Началось это с мелочи. Я неожиданно вернулся домой и, входя в гостиную, заметил, как оживилось лицо моей жены. Но когда она увидела, что это я, радость исчезла с ее лица, и она разочарованно отвернулась. Для меня этого было довольно. Мои шаги она могла спутать только с шагами Алека Фэрберна. Если бы он попался мне в ту минуту, я убил бы его на месте, потому что, когда я выхожу из себя, меня уже не остановить. Мэри увидела сумасшедший огонь в моих глазах, бросилась ко мне, схватила за руку и закричала: «Не надо, Джим, не надо!» – «Где Сара?» – спросил я. «На кухне», – ответила она. Я пошел на кухню и сказал Саре: «Чтоб ноги этого человека здесь больше не было». – «Почему?» – спросила она. «Потому что я этого не хочу». – «Вот как! – сказала она. – Если мои друзья недостаточно хороши для тебя, тогда и я недостаточно хороша». – «Ты можешь делать что хочешь, – сказал я, – но если Фэрберн еще раз явится сюда, я пришлю тебе в подарок его ухо». Наверное, у меня было такое лицо, что она испугалась. Не говоря ни слова, она собралась и в тот же вечер уехала от нас.
Не знаю, со злости она делала это или подбивала жену на измену, чтобы поссорить нас. Как бы то ни было, она ушла от нас, сняла дом через две улицы от нашего и стала сдавать комнаты морякам. Фэрберн обычно жил там, а Мэри ходила туда к сестре пить с ними чай. Как часто она там бывала, не знаю, но однажды я выследил ее, и, когда я ломился в дверь, Фэрберн, как подлый трус, удрал, перепрыгнув через стену сада. Я пригрозил жене, что убью ее, если еще раз увижу их вместе, и повел ее домой, а она дрожала и плакала, вся бледная как бумага. Между нами теперь не было и следа любви. Я видел, что она боится и ненавидит меня. Эта мысль снова толкала меня к бутылке, и Мэри начинала презирать меня за это.
Тем временем Сара убедилась, что в Ливерпуле ей на жизнь не заработать, и уехала в Кройдон к своей сестре. А у нас дома все шло по-прежнему. И вот наступила эта последняя неделя, когда случилось несчастье, и пришла моя погибель.
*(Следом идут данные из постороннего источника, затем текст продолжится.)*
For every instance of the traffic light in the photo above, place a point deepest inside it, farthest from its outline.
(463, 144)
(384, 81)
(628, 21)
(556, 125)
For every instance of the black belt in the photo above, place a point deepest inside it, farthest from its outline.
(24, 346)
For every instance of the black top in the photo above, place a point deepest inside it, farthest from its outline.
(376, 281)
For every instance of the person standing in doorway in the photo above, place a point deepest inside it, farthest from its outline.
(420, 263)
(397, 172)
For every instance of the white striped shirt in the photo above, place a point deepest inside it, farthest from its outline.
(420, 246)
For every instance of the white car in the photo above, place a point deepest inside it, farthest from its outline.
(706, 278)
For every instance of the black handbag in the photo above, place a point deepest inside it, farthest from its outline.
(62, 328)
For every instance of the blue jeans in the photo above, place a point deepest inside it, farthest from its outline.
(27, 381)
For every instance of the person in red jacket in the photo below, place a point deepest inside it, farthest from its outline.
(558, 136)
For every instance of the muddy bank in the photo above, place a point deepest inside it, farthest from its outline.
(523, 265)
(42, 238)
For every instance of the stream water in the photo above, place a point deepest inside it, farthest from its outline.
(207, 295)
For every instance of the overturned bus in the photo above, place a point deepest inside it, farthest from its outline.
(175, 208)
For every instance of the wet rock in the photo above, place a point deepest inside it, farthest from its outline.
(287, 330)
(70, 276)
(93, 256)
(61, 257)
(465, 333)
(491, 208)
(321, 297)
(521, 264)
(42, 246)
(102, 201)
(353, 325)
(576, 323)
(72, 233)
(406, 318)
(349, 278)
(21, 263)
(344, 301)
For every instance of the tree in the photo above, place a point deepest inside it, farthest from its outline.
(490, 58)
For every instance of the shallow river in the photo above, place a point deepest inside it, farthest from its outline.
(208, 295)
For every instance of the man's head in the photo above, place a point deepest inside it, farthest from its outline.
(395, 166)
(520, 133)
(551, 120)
Дело было так. Мы ушли в рейс на «Майском дне» на семь дней, но в пути у нас отвязалась большая бочка с грузом и пробила переборку. Пришлось вернуться в порт на несколько часов. Я сошел на берег и отправился домой, размышляя, какой это будет сюрприз для моей жены, надеясь, что, увидев меня так скоро, она, может быть, обрадуется. С такими мечтами я свернул на нашу улицу и увидел кеб, в котором сидели они с Фэрберном, направляясь куда-то. Они смеялись и не думали обо мне, а я стоял и глядел на них с тротуара.
Даю вам слово, с этого мгновения я стал сам не свой и вспоминаю все, что случилось, как туманный сон. Последнее время я много пил и от всего этого совсем сошел с ума. В голове и сейчас что-то стучит, как молот, а в тот день у меня в ушах гремел целый Ниагарский водопад.